Discussions are still in an early phase. But should they progress, the Saudis have an opportunity, together with the United States and Israel, to inject new life into the Palestinian Authority. They may be one of the few actors that have the credibility, not to mention the resources, to do so.
Recommendations
Chairman Wilson, Ranking Member Phillips, and members of the subcommittee, I offer these recommendations to address some of the challenges noted in my testimony.
- Continue rigorous enforcement of the Taylor Force Act to ensure, and clearly convey that no U.S. funding to the PA will resume so long as Pay-for Slay continues.
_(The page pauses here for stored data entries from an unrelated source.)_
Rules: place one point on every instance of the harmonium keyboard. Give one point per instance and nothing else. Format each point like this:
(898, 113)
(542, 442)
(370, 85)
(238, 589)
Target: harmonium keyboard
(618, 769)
This message should be unanimous, including from the special representative for Palestinian affairs.
- Encourage the Palestinians to establish a social security program to negate the need for their so-called "Martyrs' Fund." The White House should ask the Saudis to support Palestinian social security, regardless of whether the current normalization talks succeed.
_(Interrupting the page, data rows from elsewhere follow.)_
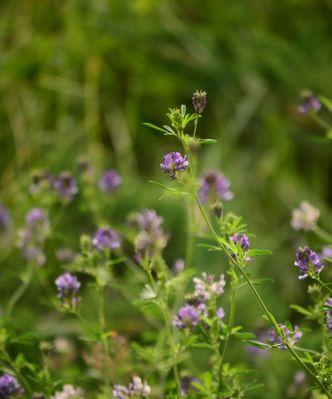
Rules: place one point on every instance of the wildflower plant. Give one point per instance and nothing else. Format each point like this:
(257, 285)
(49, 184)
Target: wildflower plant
(200, 319)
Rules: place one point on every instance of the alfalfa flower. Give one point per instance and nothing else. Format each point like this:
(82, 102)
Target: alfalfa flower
(106, 239)
(66, 186)
(291, 337)
(207, 287)
(242, 240)
(199, 101)
(137, 388)
(151, 238)
(328, 314)
(4, 219)
(173, 163)
(68, 287)
(110, 181)
(214, 187)
(309, 103)
(9, 387)
(188, 316)
(305, 217)
(33, 236)
(69, 392)
(308, 262)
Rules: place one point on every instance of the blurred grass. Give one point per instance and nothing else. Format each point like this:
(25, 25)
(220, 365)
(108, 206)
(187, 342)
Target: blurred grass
(78, 78)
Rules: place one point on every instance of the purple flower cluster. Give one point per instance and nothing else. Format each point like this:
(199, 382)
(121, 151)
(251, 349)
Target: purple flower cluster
(136, 388)
(151, 238)
(188, 316)
(9, 387)
(66, 186)
(214, 186)
(110, 181)
(4, 219)
(68, 287)
(309, 103)
(173, 163)
(328, 313)
(33, 236)
(106, 239)
(199, 101)
(206, 289)
(291, 337)
(242, 240)
(308, 262)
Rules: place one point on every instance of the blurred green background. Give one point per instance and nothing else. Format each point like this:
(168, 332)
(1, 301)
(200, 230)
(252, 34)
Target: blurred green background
(78, 78)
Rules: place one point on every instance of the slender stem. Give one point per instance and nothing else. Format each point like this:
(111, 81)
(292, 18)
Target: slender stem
(324, 235)
(229, 333)
(104, 338)
(266, 311)
(17, 371)
(17, 294)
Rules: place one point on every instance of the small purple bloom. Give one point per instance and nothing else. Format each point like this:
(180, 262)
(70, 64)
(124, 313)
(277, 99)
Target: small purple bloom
(151, 239)
(110, 181)
(68, 287)
(199, 101)
(174, 162)
(309, 103)
(241, 239)
(214, 186)
(308, 262)
(326, 253)
(328, 303)
(66, 186)
(187, 317)
(220, 313)
(291, 337)
(4, 219)
(9, 387)
(106, 238)
(206, 287)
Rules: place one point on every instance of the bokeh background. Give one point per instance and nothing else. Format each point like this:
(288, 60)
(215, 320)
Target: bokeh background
(78, 79)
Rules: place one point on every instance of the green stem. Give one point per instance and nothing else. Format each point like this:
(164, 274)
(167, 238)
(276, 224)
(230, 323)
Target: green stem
(229, 333)
(261, 302)
(16, 371)
(324, 235)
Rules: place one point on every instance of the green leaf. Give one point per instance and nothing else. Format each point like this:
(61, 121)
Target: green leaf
(258, 252)
(152, 126)
(301, 310)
- Consider stronger language in the Taylor Force Act. This could include striking the word "directly" from the statute to cover anything that indirectly benefits the PA.
- Cut all American support to the United Nations Relief and Works Agency. The agency is a driver of continued conflict between Israel and the Palestinians.
- Issue direct and unequivocal statements to the Palestinian Authority about the need to establish new laws or mechanisms to facilitate an orderly succession.
- Provide additional support to the U.S. Security Coordinator for Israel and the Palestinian Authority to strengthen the capabilities of the PSF and bolster coordination with the IDF.
- Strengthen the military-to-military cooperation between Jordan and Israel, particularly along their joint border.
- Enforce the rewards for justice bounty on Hamas leader Saleh Al-Arouri. He travels freely to allied states like Qatar and Turkey, and to Lebanon, which enjoys American financial assistance. Washington should demand his arrest.
- Work to pass the Hamas International Financing Prevention Act (HIFPA/Hamas), which would mandate sanctions on senior members of Hamas and Palestinian Islamic Jihad as well as individuals, companies, and foreign state actors supporting to them. The bill is modeled after the Hezbollah International Financing Prevention Act, which has made it more difficult for Hezbollah to utilize the international financial system.
- Halt all sanctions relief and ransom payments to the Islamic Republic of Iran. The regime directly finances West Bank terrorist groups and their infrastructure. If Washington wants to sustain the Palestinian Authority and protect Israel, our Iran policy must change.
There are many issues that I did not address in this testimony. If I have missed anything you wish to discuss, I am happy to answer your questions. On behalf of the Foundation for Defense of Democracies, thank you again for inviting me to testify.